But I will tell you what mattered to us, OTHER than the schools, in choosing a neighborhood and a house in which to raise our family (my kids are now 10 and almost 7, and we've lived in the same house since before the older one was born):
- Pedestrian-friendly neighborhood, where it is easy and pleasant to walk or bike to schools, parks, restaurants and grocery stores, and the houses are close enough together that kids can walk next door or around the block to visit friends. This excluded the hills, as well as the more car-oriented suburban areas.
- Area with a community feel, people working in their yards on weekends, someone organizing block parties and that sort of thing. A place where my kids would HAVE neighborhood friends to visit on a casual basis, and I could send them next door to borrow a cup of sugar.
- Enough private, fenced-in yard space for a young kid to run around and play with little or no supervision. With a large enough lawn for things like a climber, playhouse, croquet game or what-have-you. I wouldn't care whether there's a kitchen window overlooking the yard, as long as the yard itself is reasonably safe and I can HEAR what's going on in the back yard, from inside the house. (I also wanted good access from the 'public' areas of the house to the back yard, and did not like the houses where the only door to the back deck was from the master bedroom or the view from the living room toward the back of the house was of a bathroom. But I think this has more to do with our entertaining habits than with parenting per se.)

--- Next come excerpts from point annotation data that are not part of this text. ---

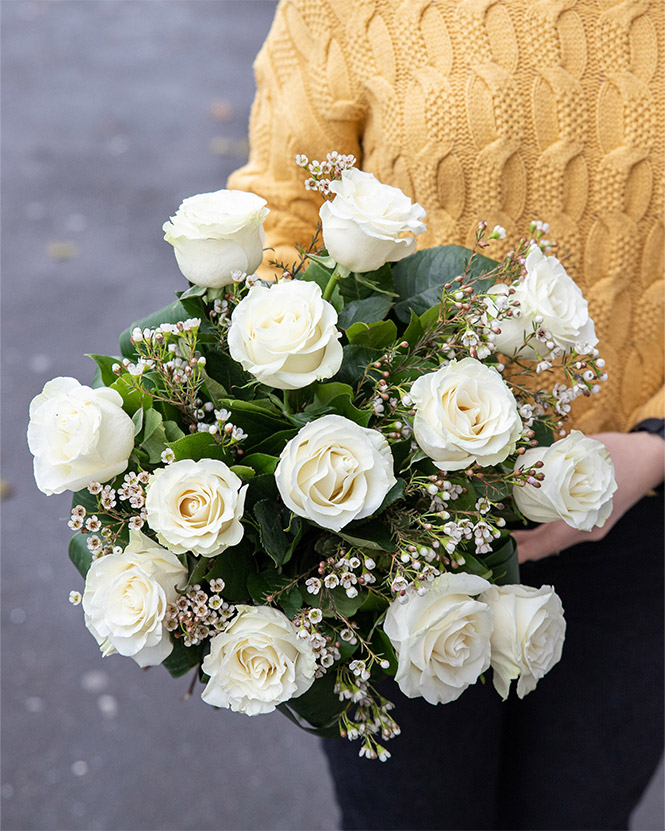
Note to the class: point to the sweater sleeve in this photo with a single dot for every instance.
(305, 104)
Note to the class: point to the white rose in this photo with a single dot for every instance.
(442, 638)
(257, 662)
(215, 234)
(334, 471)
(286, 335)
(363, 225)
(196, 506)
(126, 596)
(578, 485)
(547, 291)
(465, 413)
(528, 635)
(77, 435)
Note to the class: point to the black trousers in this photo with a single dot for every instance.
(577, 752)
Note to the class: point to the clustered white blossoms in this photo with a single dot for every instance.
(286, 463)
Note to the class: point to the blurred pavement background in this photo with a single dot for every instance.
(112, 113)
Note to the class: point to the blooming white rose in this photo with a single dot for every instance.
(196, 506)
(286, 335)
(549, 292)
(442, 638)
(363, 225)
(257, 662)
(465, 413)
(126, 596)
(578, 485)
(77, 435)
(527, 639)
(334, 471)
(215, 234)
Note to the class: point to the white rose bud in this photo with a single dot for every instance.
(77, 435)
(363, 226)
(215, 234)
(196, 506)
(257, 662)
(578, 485)
(465, 413)
(527, 639)
(126, 596)
(442, 638)
(549, 294)
(286, 335)
(334, 471)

- We couldn't afford as large a house as we knew we would ultimately want, so we looked for one that it would be relatively easy to add onto. The configuration of bedrooms, bathrooms, and spaces for work, play, crafting, etc., is so individual that it's hard to generalize. Your own family's sleeping arrangements and habits will determine what makes sense; for us, I like having the bedrooms close together and also within earshot of the kitchen and living room, as it seems safer when the kids are very young. Only now as they get older do I sometimes think a bit more separation might be nice.
- Lots of storage space! We are not exactly minimalists to start with, and the accumulation of STUFF as our family grew and the kids get older is kind of astounding. Yes, we do give away or sell many things that they have outgrown, but it is still a challenge to manage everything. And I'm not talking just closets, but also attic/garage/garden shed/whatever.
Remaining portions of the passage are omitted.